THE PROCESS OF GETTING MY PT CRUISER was my most interesting chance yet to observe how the Internet is changing retailing. Yes, I found a no-haggle dealer (with whom I had a very good experience) online—but even before that, I found out all about the not-yet-released car from a site called PTCruiserClub.org.

And by all about the car, I mean that I found out things like the day that regular production actually started in Toluca, Mexico, and the internal codes Chrysler uses to track a car’s progress along the assembly line, and the fact that when I placed my order didn’t have nearly as much to do with when I would actually get my Cruiser as where my dealer stood on Chrysler’s list of favored high-volume sellers.
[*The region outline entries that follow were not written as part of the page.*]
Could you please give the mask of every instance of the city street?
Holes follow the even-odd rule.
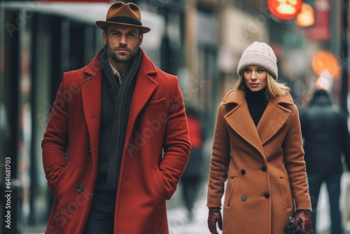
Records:
[[[349,174],[344,176],[342,180],[342,188],[346,183],[349,183]],[[344,190],[343,190],[344,191]],[[167,202],[169,229],[171,234],[204,234],[209,233],[206,224],[208,209],[206,205],[206,183],[203,183],[198,194],[198,199],[193,210],[193,219],[189,221],[187,218],[187,212],[184,207],[181,196],[181,185],[179,184],[177,191],[170,200]],[[344,193],[341,198],[344,202]],[[349,199],[349,198],[348,198]],[[321,188],[319,202],[320,215],[318,220],[317,234],[330,234],[329,226],[330,224],[328,214],[329,205],[328,203],[328,194],[324,186]],[[342,204],[342,203],[341,203]],[[45,226],[41,225],[35,227],[27,227],[24,234],[43,234]],[[221,233],[220,230],[219,233]],[[250,234],[250,233],[249,233]],[[346,231],[344,234],[350,234],[350,223],[346,223]]]
[[[343,179],[342,185],[349,183],[346,179]],[[204,234],[209,233],[206,224],[208,209],[206,206],[206,184],[203,184],[202,190],[200,191],[198,200],[194,209],[194,217],[192,222],[188,221],[187,212],[183,207],[183,202],[181,198],[181,185],[174,194],[173,198],[167,202],[168,204],[168,219],[169,228],[171,234]],[[345,198],[342,198],[343,201]],[[349,198],[348,198],[349,199]],[[330,216],[328,214],[329,205],[328,203],[328,194],[326,186],[323,186],[320,195],[318,203],[320,209],[318,216],[317,234],[330,234],[329,227],[330,225]],[[221,233],[218,228],[219,233]],[[250,234],[250,233],[249,233]],[[344,234],[350,234],[350,223],[346,226],[346,231]]]

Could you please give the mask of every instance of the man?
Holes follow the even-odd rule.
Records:
[[[342,233],[340,210],[342,155],[350,169],[350,137],[346,117],[332,104],[325,90],[315,91],[307,108],[300,113],[309,192],[312,201],[312,225],[316,233],[316,214],[321,186],[326,182],[332,221],[331,233]]]
[[[64,74],[42,142],[56,197],[46,233],[169,233],[165,201],[190,150],[178,78],[140,48],[136,5],[96,24],[106,46]]]

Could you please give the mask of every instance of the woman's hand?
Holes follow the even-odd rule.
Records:
[[[220,230],[223,230],[223,218],[220,208],[209,208],[209,214],[208,216],[208,228],[211,234],[218,234],[216,230],[216,222]]]
[[[305,233],[310,233],[312,231],[310,212],[300,210],[295,212],[295,224],[302,227],[302,231]]]

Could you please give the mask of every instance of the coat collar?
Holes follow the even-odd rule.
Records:
[[[291,114],[290,106],[293,102],[289,94],[271,99],[257,127],[249,116],[244,92],[234,90],[230,91],[223,104],[226,106],[233,104],[232,109],[228,110],[224,117],[230,127],[264,156],[263,144],[287,121]]]

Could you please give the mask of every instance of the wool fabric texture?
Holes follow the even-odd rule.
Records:
[[[119,86],[106,50],[106,47],[102,49],[99,58],[103,76],[96,188],[115,191],[119,181],[129,111],[142,54],[139,50]]]
[[[272,48],[264,42],[254,41],[243,52],[238,63],[239,76],[248,66],[263,67],[275,80],[278,78],[277,59]]]

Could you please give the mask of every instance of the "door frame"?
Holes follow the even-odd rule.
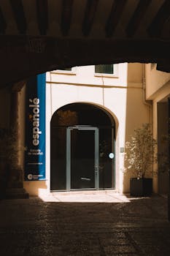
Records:
[[[80,190],[81,189],[71,189],[71,131],[78,130],[93,130],[94,131],[95,140],[95,154],[94,154],[94,172],[95,185],[93,189],[99,189],[99,132],[98,128],[85,125],[76,125],[68,127],[66,129],[66,191]],[[83,190],[89,189],[83,189]],[[90,189],[93,189],[90,188]]]

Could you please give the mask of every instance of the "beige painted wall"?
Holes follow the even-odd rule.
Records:
[[[59,108],[72,102],[90,102],[112,115],[116,121],[116,188],[129,192],[129,177],[124,176],[125,140],[135,128],[150,122],[151,107],[144,102],[143,64],[120,64],[116,76],[94,75],[94,66],[74,68],[72,74],[55,71],[47,73],[46,170],[50,189],[50,118]]]
[[[169,83],[170,73],[158,71],[156,67],[152,69],[150,64],[146,64],[145,67],[146,98],[147,99],[155,99],[159,91],[161,93],[166,84]]]
[[[170,95],[170,74],[158,71],[155,67],[151,69],[150,64],[145,65],[145,72],[146,98],[147,99],[152,99],[152,101],[153,135],[155,139],[158,139],[159,140],[161,131],[158,130],[158,127],[160,127],[161,115],[162,118],[161,122],[163,123],[163,125],[166,125],[166,123],[167,124],[167,121],[165,120],[166,116],[165,110],[163,110],[163,105],[162,108],[161,105],[163,103],[167,104],[167,99]],[[158,108],[158,105],[159,109]],[[158,113],[159,113],[159,116],[158,116]],[[161,129],[166,130],[166,127],[163,127]],[[165,181],[164,177],[160,177],[156,174],[158,172],[158,164],[156,163],[154,165],[154,172],[155,173],[153,177],[154,192],[159,192],[161,193],[167,192],[169,190],[169,184],[166,182],[167,181]]]

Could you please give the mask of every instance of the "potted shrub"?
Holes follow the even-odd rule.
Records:
[[[150,124],[134,130],[131,140],[125,143],[126,170],[133,174],[130,179],[132,196],[150,196],[152,192],[152,165],[156,140]]]

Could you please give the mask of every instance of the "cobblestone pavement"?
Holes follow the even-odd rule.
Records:
[[[85,195],[1,200],[0,255],[170,255],[166,197]]]

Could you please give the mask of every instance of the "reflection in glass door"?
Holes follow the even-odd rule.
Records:
[[[98,129],[69,127],[66,134],[66,190],[98,189]]]

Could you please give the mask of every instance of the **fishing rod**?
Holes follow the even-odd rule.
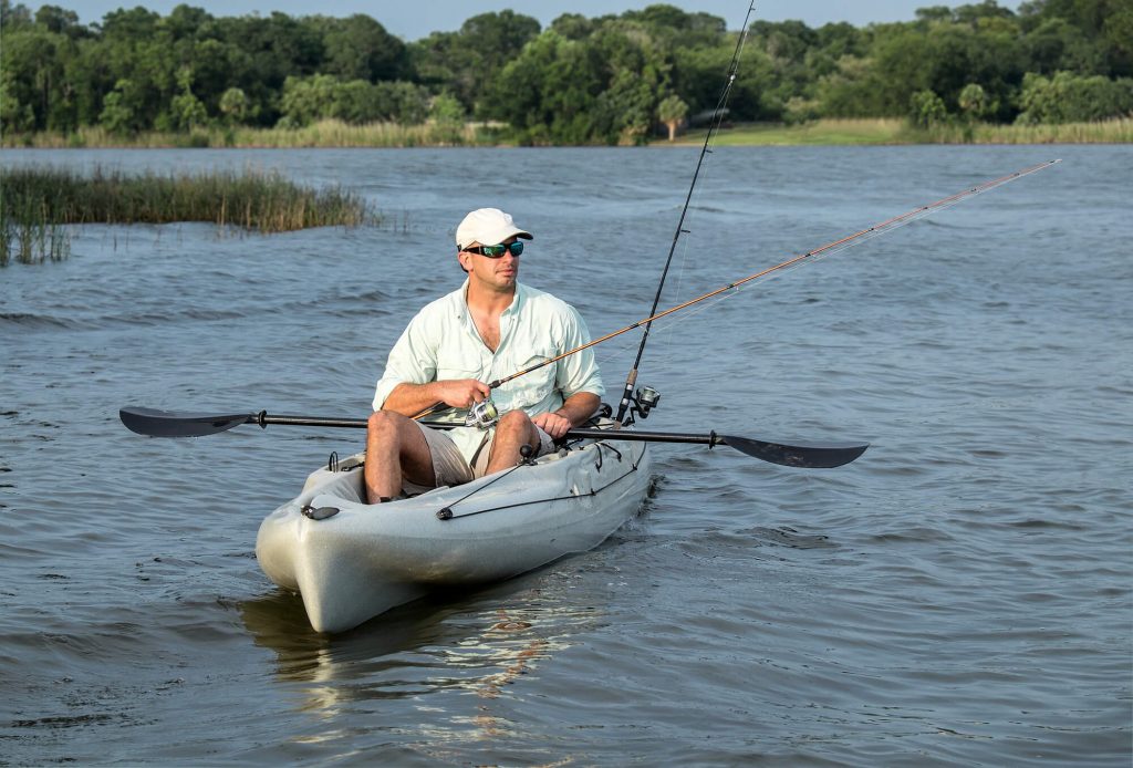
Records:
[[[700,167],[704,165],[705,155],[708,154],[708,145],[712,143],[713,134],[718,130],[721,122],[724,120],[724,106],[727,104],[727,97],[732,93],[732,85],[735,84],[735,77],[740,70],[740,57],[743,53],[743,45],[748,40],[748,23],[751,19],[751,14],[756,10],[756,2],[751,0],[748,6],[748,12],[743,17],[743,27],[741,28],[740,36],[735,41],[735,51],[732,53],[732,62],[727,67],[727,80],[724,83],[724,89],[721,91],[719,100],[716,102],[716,109],[713,111],[713,119],[708,123],[708,133],[705,135],[704,146],[700,147],[700,156],[697,157],[697,168],[692,172],[692,182],[689,184],[689,193],[684,196],[684,206],[681,208],[681,216],[676,221],[676,231],[673,232],[673,244],[668,247],[668,257],[665,259],[665,268],[661,271],[661,280],[657,282],[657,293],[653,297],[653,307],[649,308],[649,315],[657,314],[657,306],[661,304],[661,293],[665,288],[665,280],[668,278],[668,267],[673,263],[673,254],[676,253],[676,244],[681,239],[681,234],[688,232],[684,229],[684,216],[689,212],[689,203],[692,202],[692,191],[697,187],[697,179],[700,178]],[[645,322],[645,331],[641,333],[641,342],[638,344],[637,357],[633,359],[633,367],[630,368],[629,374],[625,376],[625,386],[622,390],[622,399],[617,403],[617,416],[615,420],[617,424],[623,424],[625,418],[625,411],[629,409],[630,403],[633,400],[633,387],[637,385],[637,374],[638,367],[641,365],[641,356],[645,355],[645,345],[649,341],[649,328],[653,325],[653,317]]]
[[[570,357],[571,355],[576,355],[578,352],[581,352],[582,350],[589,349],[589,348],[595,347],[597,344],[600,344],[600,343],[603,343],[605,341],[610,341],[611,339],[620,336],[623,333],[629,333],[630,331],[632,331],[634,328],[639,328],[642,325],[645,325],[645,326],[648,327],[648,324],[653,323],[656,319],[661,319],[662,317],[666,317],[668,315],[672,315],[673,313],[680,312],[682,309],[687,309],[687,308],[689,308],[689,307],[691,307],[693,305],[700,304],[701,301],[710,299],[710,298],[713,298],[715,296],[719,296],[721,293],[724,293],[726,291],[733,290],[733,289],[738,289],[741,285],[750,283],[753,280],[759,280],[760,278],[765,278],[765,276],[767,276],[767,275],[769,275],[772,273],[778,272],[781,270],[785,270],[787,267],[798,266],[798,265],[804,263],[806,259],[813,259],[816,256],[820,256],[823,254],[827,254],[828,255],[829,253],[836,253],[836,251],[840,251],[840,250],[844,250],[845,248],[850,248],[850,247],[852,247],[854,245],[858,245],[860,242],[864,242],[866,240],[870,240],[870,239],[872,239],[875,237],[879,237],[879,236],[885,234],[887,232],[892,232],[895,229],[904,227],[905,224],[914,222],[914,221],[917,221],[919,219],[923,219],[925,216],[927,216],[927,215],[929,215],[931,213],[935,213],[937,211],[940,211],[942,208],[947,208],[947,207],[951,207],[953,205],[956,205],[961,200],[968,199],[969,197],[974,197],[976,195],[979,195],[981,193],[986,193],[986,191],[988,191],[990,189],[995,189],[996,187],[1002,187],[1003,185],[1010,184],[1010,182],[1012,182],[1012,181],[1014,181],[1016,179],[1022,179],[1024,176],[1030,176],[1031,173],[1038,173],[1039,171],[1041,171],[1043,169],[1047,169],[1047,168],[1050,168],[1055,163],[1060,163],[1060,162],[1062,162],[1062,160],[1048,160],[1046,162],[1038,163],[1038,164],[1031,165],[1029,168],[1024,168],[1024,169],[1022,169],[1020,171],[1015,171],[1014,173],[1008,173],[1006,176],[1002,176],[998,179],[991,179],[990,181],[985,181],[983,184],[976,185],[974,187],[969,187],[968,189],[959,191],[955,195],[948,195],[947,197],[942,197],[940,199],[938,199],[938,200],[936,200],[934,203],[928,203],[926,205],[918,206],[918,207],[913,208],[912,211],[903,213],[903,214],[901,214],[898,216],[893,216],[892,219],[886,219],[885,221],[879,222],[877,224],[874,224],[872,227],[867,227],[863,230],[859,230],[859,231],[854,232],[853,234],[847,234],[847,236],[845,236],[843,238],[838,238],[837,240],[833,240],[830,242],[827,242],[825,246],[820,246],[820,247],[815,248],[812,250],[808,250],[804,254],[799,254],[798,256],[792,256],[791,258],[786,259],[785,262],[781,262],[781,263],[776,264],[775,266],[768,267],[766,270],[761,270],[759,272],[756,272],[755,274],[748,275],[747,278],[742,278],[740,280],[730,282],[726,285],[722,285],[721,288],[717,288],[715,290],[708,291],[707,293],[705,293],[702,296],[698,296],[695,299],[689,299],[688,301],[679,304],[675,307],[670,307],[668,309],[665,309],[664,312],[655,312],[649,317],[646,317],[644,319],[639,319],[638,322],[632,323],[630,325],[627,325],[625,327],[620,328],[617,331],[612,331],[612,332],[607,333],[604,336],[599,336],[599,338],[597,338],[597,339],[595,339],[593,341],[589,341],[589,342],[587,342],[585,344],[581,344],[579,347],[576,347],[574,349],[566,350],[565,352],[563,352],[561,355],[556,355],[555,357],[547,358],[546,360],[543,360],[542,362],[537,362],[534,366],[530,366],[529,368],[525,368],[525,369],[522,369],[522,370],[520,370],[518,373],[514,373],[514,374],[512,374],[510,376],[505,376],[504,378],[497,378],[494,382],[489,382],[488,383],[488,387],[494,390],[497,386],[502,386],[502,385],[506,384],[510,381],[519,378],[520,376],[526,376],[527,374],[529,374],[529,373],[531,373],[534,370],[538,370],[539,368],[543,368],[544,366],[548,366],[552,362],[557,362],[559,360],[562,360],[565,357]],[[638,356],[640,357],[640,349],[638,350]],[[636,368],[634,368],[634,370],[636,370]],[[429,413],[434,413],[434,412],[441,410],[442,408],[446,408],[446,406],[444,403],[437,403],[436,406],[427,408],[424,411],[421,411],[420,413],[414,416],[414,418],[415,419],[419,419],[419,418],[421,418],[424,416],[427,416]]]
[[[700,147],[700,155],[697,157],[697,167],[696,167],[696,170],[692,172],[692,181],[691,181],[691,184],[689,184],[689,191],[684,196],[684,206],[681,208],[681,216],[680,216],[680,219],[676,222],[676,231],[673,232],[673,242],[668,247],[668,257],[665,259],[665,267],[661,272],[661,281],[657,283],[657,293],[653,298],[653,307],[649,308],[649,315],[650,315],[650,317],[648,317],[648,318],[646,318],[644,321],[639,321],[639,322],[634,323],[633,325],[631,325],[629,327],[622,328],[621,331],[617,331],[614,334],[611,334],[608,336],[604,336],[604,338],[599,339],[598,341],[591,342],[589,344],[583,344],[582,347],[578,347],[577,349],[572,349],[572,350],[570,350],[568,352],[563,352],[559,357],[551,358],[550,360],[545,360],[544,362],[540,362],[540,364],[538,364],[536,366],[527,368],[526,370],[521,370],[521,372],[519,372],[517,374],[512,374],[511,376],[508,376],[506,378],[499,378],[499,379],[496,379],[494,382],[489,382],[488,383],[488,389],[494,390],[497,386],[506,384],[508,382],[512,381],[513,378],[519,378],[520,376],[529,374],[533,370],[538,370],[539,368],[542,368],[544,366],[547,366],[547,365],[551,365],[552,362],[556,362],[556,361],[563,359],[564,357],[569,357],[569,356],[571,356],[571,355],[573,355],[576,352],[581,352],[583,349],[593,347],[594,344],[599,343],[602,341],[605,341],[606,339],[613,339],[616,335],[620,335],[622,333],[627,333],[629,331],[632,331],[633,328],[640,327],[644,324],[645,325],[645,332],[641,334],[641,343],[638,345],[637,358],[633,360],[633,367],[630,369],[630,373],[625,377],[625,387],[622,391],[622,399],[617,403],[617,417],[616,417],[616,421],[619,424],[623,423],[622,420],[625,417],[625,411],[627,411],[627,409],[629,409],[630,403],[632,402],[632,399],[633,399],[633,387],[637,384],[638,367],[641,365],[641,356],[645,355],[645,345],[646,345],[646,342],[649,341],[649,327],[653,324],[653,321],[656,319],[656,317],[664,317],[665,314],[666,314],[666,313],[662,313],[661,315],[657,315],[657,306],[661,304],[661,293],[662,293],[662,291],[665,288],[665,280],[668,276],[668,267],[673,263],[673,254],[676,253],[676,244],[681,239],[681,234],[684,234],[684,233],[688,232],[688,230],[684,229],[684,217],[685,217],[685,215],[688,215],[689,204],[692,202],[692,191],[696,189],[697,180],[700,178],[700,168],[704,165],[705,155],[707,155],[710,152],[710,150],[708,148],[708,145],[712,142],[713,134],[717,133],[719,130],[719,126],[721,126],[721,123],[724,120],[724,105],[727,103],[727,97],[732,93],[732,86],[735,84],[735,78],[736,78],[736,75],[739,74],[739,70],[740,70],[740,57],[743,53],[743,45],[744,45],[744,43],[748,40],[748,25],[749,25],[749,22],[751,20],[751,15],[755,12],[755,10],[756,10],[756,2],[755,2],[755,0],[751,0],[751,2],[748,5],[748,12],[743,17],[743,27],[741,28],[740,36],[735,41],[735,50],[732,52],[732,61],[731,61],[731,63],[729,63],[729,67],[727,67],[727,80],[725,80],[725,83],[724,83],[724,89],[721,91],[719,99],[717,100],[716,106],[713,110],[712,120],[708,122],[708,133],[707,133],[707,135],[705,135],[705,143],[704,143],[704,146]],[[488,401],[483,401],[483,402],[488,402]],[[474,409],[477,406],[480,406],[480,403],[474,403],[472,404]],[[445,403],[437,402],[437,403],[434,403],[434,404],[429,406],[425,410],[423,410],[423,411],[414,415],[412,418],[415,420],[419,420],[419,419],[421,419],[421,418],[424,418],[426,416],[431,416],[433,413],[436,413],[437,411],[444,410],[445,408],[448,408],[448,406]],[[475,416],[471,417],[471,420],[480,420],[480,419],[483,419],[483,423],[487,424],[493,418],[495,418],[496,416],[497,416],[497,413],[495,412],[494,407],[493,406],[488,406],[486,408],[480,408],[479,410],[476,410],[475,411]]]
Internal info like that, that dealers would have died to keep secret five years ago, is now routinely shared online by buyers—who in turn use it to question the fundamental assumptions of the biz. Seriously, why should my order be subject to a dealer’s status with Chrysler, any more than my chino order from J. Crew is subject to where my mailman stands with them?

If the first e-commerce revolution was a race to the lowest price, the second will come from the power of consumers to ask questions like that—and to do something about them in concert with others nationwide. Especially about retailers, like car dealers, that they never much liked in the first place.